Reading Marx's Capital

The blog has been very quiet- I plan to write about 'what I did for my summer holidays' in the next few days and encourage my co-conspirators to write the same so I can find out where they have been. First though I know that I was recommending this lecture series by marxist geographer David Harvey to someone, and as I can't remember who, I'm posting the link here;

The lectures make me nostalgic for teaching; in my first year I used to stand rooted to the podium (though I did blow a whistle at one point), in the second I experimented with walking back and forth, in the third (inspired by seeing Michael Burawoy lecture) I ventured into the audience, climbing the stairs to the back of the room. These are the little things that we teachers learn as we become more experienced . I love the way David Harvey uses the white board - I'm itching to try that out, and I'd love to teach a course that consisted of a close reading of just one book, and to be able to do that over a number of years sounds like a lot of fun.

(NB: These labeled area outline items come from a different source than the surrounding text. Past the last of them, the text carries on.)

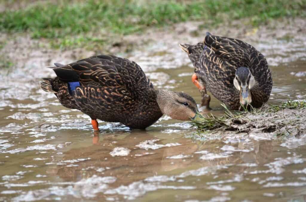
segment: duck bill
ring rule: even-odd
[[[240,90],[240,103],[243,105],[250,104],[252,102],[252,98],[248,87],[241,87]]]
[[[182,50],[189,54],[189,51],[188,51],[188,47],[189,47],[190,45],[184,44],[180,44],[179,45]]]
[[[194,121],[200,122],[205,119],[205,118],[199,112],[197,112],[196,115],[193,118],[190,118],[190,119]]]

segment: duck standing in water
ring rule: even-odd
[[[207,90],[234,110],[249,104],[260,107],[268,101],[271,72],[264,57],[251,45],[207,32],[203,42],[180,45],[194,66],[192,81],[206,109],[211,99]]]
[[[163,114],[173,119],[198,120],[194,100],[183,93],[156,90],[140,67],[127,59],[101,55],[66,65],[54,64],[57,76],[45,78],[42,89],[54,93],[64,106],[97,119],[144,129]]]

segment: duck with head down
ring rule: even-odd
[[[207,33],[203,42],[180,46],[195,67],[192,82],[207,108],[210,101],[207,89],[234,110],[241,105],[260,107],[268,101],[271,73],[264,57],[251,45]]]
[[[163,114],[183,120],[203,117],[192,97],[154,89],[140,67],[128,59],[101,55],[54,64],[57,76],[43,79],[41,88],[54,93],[64,106],[88,115],[95,130],[97,119],[143,129]]]

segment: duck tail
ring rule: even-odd
[[[52,84],[54,79],[50,78],[43,78],[42,81],[39,83],[40,88],[46,92],[57,93],[52,87]]]

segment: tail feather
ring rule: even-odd
[[[52,87],[52,81],[53,79],[50,78],[43,78],[43,80],[41,81],[39,84],[40,85],[40,88],[46,92],[57,93],[57,91],[55,91]]]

I've recently come from the International Association of Sociology forum in Barcelona (will blog about it later); many of the keynote speakers called for new concepts which could be used to understand society as it is today. I suspect however, with the production of these podcasts, there will be a revival of interest in concepts produced over 150 years ago. One of the interesting points that Harvey makes is that Capital sparks different thoughts and ideas in the minds of different groups of people that read it in his class. Maybe the old dog can teach us new tricks after all. Anyhow, the lectures are very good, well worth listening to. Enjoy.